Tuesday, May 20, 2008

Some Encouraging Data on Oakland's Black Youth

When I wrote Sunday about the fact that Oakland has black kids thriving at elementary schools such as Thornhill, I was relying on research done some months back. Ironically, today I saw this report (pdf) and this list (pdf) indicating that the news continues to get better.

To me, this is very important news. I don't have too much to say about it, but I wanted to bring it to your attention.

In case you didn't click the PDF, Thornhill showed a black API score of 882, as against a 938 score for the schools as a whole. 882 is a phenomenal score. Other schools in Oakland frequently struggle to cross 600.

Grass Valley Elementary, a school whose population is 92 percent black, has a 795 score, also an excellent API. 46 percent of Grass Valley's students are from low income families.

What this tells me is a growing number of people are overcoming Oakland's crazy racist/racialist policies to make some headway. Common sense tells me these high-performing students are doing so not because they're rich but because they have families who instill in them the value of hard work.

Now, if only we could somehow convince the city to set up magnet middle and high schools for these students. Sadly, our best middle school has an API of 780, and our best high school can't even crack 700.

What's wrong with our government? Can't we set up a school to reward these 800+ API students?

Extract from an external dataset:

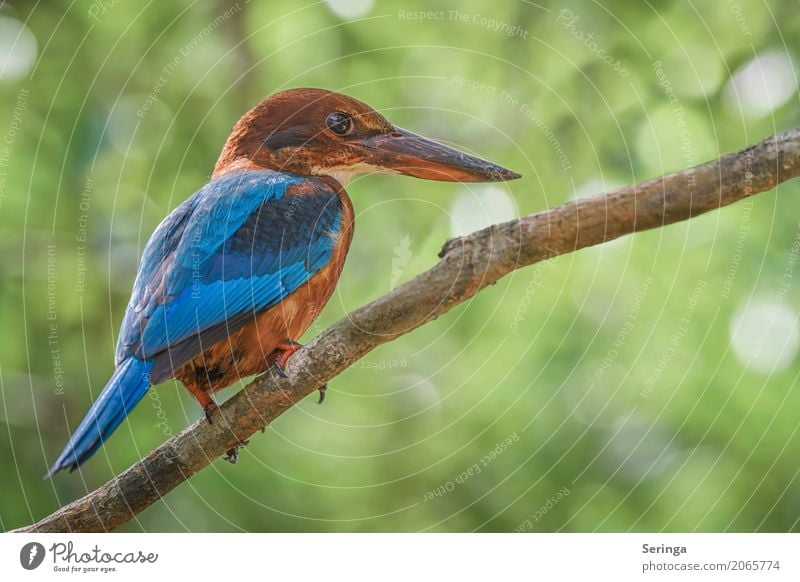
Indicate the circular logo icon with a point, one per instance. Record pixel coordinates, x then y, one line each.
31 555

Must we scare them into private schools or force them to go to underperforming schools?

1 comment:

  1. not disagreeing with anything, but leadership and funding both play an important part as well, as does environment.

    I'd be curious, with no idea what the numbers would say, what the $$ per student is there vs average, what the student/teacher ratio is, how old the physical plant is there vs average, what the average experience of teachers and administrators is there etc

    To augment your reward idea, where ever differences that you could reasonably suspect led to the higher performance, those should be rewarded.